Le président Trump a fait la promotion de plusieurs entreprises sur Truth Social peu après avoir acheté leurs actions, selon une analyse de CNN portant sur ses publications sur les réseaux sociaux et de récentes déclarations financières. Ce schéma, répété dans plusieurs posts, place les commentaires boursiers d’un président en exercice au contact direct de ses propres positions actions actives.
Pourquoi c’est important
Il est inhabituel que des responsables publics recommandent des actions précises, même lorsqu’aucune loi n’est techniquement violée. Les lois fédérales sur le délit d’initié exigent la preuve d’un devoir fiduciaire ou de l’usage d’une information matérielle non publique, deux critères qui ne s’appliquent pas clairement aux achats sur le marché ouvert d’un président en exercice déclarés via les formulaires habituels. Le seuil juridique pourrait ne pas être atteint, mais l’effet visuel en matière de manipulation de marché est évident : un post Truth Social d’un président en exercice déplace les flux d’ordres des particuliers, et le faire quelques jours après un achat personnel transforme chaque recommandation ultérieure en point de tension sur le conflit d’intérêts.
Impact sur le marché
La réaction immédiate est réputationnelle plutôt que mécanique. Les desks actions ont peu de chances de se positionner autour des déclarations elles-mêmes, tant ces schémas sont désormais publics, mais l’examen réglementaire des posts eux-mêmes, en particulier ceux qui auraient précédé un mouvement de prix distinct, devient la question suivante. Il faudra surveiller d’éventuelles enquêtes de la SEC ou du DOJ visant à déterminer si un post précis a franchi la limite entre commentaire autorisé et information matérielle non publique. C’est cette distinction, et non le schéma en lui-même, qui constitue la ligne réellement déterminante.
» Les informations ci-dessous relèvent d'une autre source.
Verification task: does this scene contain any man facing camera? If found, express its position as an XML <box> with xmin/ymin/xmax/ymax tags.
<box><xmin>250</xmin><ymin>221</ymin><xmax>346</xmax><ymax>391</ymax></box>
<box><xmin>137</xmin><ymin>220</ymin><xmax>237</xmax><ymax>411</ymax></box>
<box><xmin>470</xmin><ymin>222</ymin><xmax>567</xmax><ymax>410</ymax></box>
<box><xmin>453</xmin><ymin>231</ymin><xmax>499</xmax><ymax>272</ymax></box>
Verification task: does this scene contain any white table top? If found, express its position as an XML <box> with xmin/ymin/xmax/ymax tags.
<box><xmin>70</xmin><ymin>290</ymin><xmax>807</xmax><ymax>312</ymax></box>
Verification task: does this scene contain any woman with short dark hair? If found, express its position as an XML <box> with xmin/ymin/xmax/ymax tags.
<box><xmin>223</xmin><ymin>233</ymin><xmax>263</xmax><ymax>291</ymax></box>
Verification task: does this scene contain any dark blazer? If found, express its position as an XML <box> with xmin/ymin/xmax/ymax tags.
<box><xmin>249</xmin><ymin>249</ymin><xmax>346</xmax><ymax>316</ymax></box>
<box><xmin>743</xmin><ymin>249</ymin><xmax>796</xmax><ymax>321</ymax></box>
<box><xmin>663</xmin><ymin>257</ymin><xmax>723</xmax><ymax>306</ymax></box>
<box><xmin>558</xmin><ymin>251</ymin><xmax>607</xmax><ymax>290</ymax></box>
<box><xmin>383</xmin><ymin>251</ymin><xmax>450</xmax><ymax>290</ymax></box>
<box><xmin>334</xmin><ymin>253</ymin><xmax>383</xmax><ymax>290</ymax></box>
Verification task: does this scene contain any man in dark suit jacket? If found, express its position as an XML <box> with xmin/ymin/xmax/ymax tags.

Questions fréquemment posées
-
Trump a-t-il enfreint la loi sur le délit d’initié en achetant puis en promouvant des actions ?
Les lois fédérales sur le délit d’initié exigent la preuve d’un devoir fiduciaire ou d’une information matérielle non publique. Les achats sur le marché ouvert déclarés par un président en exercice ne remplissent pas clairement ces critères, ce qui rend le risque juridique incertain malgré une image préjudiciable.
-
Pourquoi est-ce un conflit d’intérêts ?
Lorsqu’un président en exercice recommande des actions précises, cela déplace les flux d’ordres des particuliers. Le faire quelques jours après avoir acheté personnellement les mêmes titres transforme chaque post Truth Social ultérieur en potentiel point de tension sur le conflit d’intérêts.
-
La SEC ou le DOJ pourraient-ils enquêter sur Trump pour ces posts Truth Social ?
Les régulateurs pourraient examiner si un post précis a franchi la limite entre commentaire autorisé et information matérielle non publique. Le schéma est le déclencheur; la limite post par post serait le cœur de toute enquête.
-
Les recommandations boursières de Trump font-elles vraiment bouger les prix ?
Les posts Truth Social d’un président en exercice génèrent régulièrement l’attention des particuliers, et des précédents similaires ont produit des réactions de prix mesurables à court terme sur les actions citées.
-
Quelles règles de déclaration s’appliquent aux transactions boursières d’un président en exercice ?
Les présidents ne sont pas soumis aux délais de déclaration des transactions du STOCK Act qui s’imposent aux membres du Congrès. Les déclarations reposent sur les règles existantes de reporting financier et sur la pratique historique, plutôt que sur la même fenêtre de 45 jours.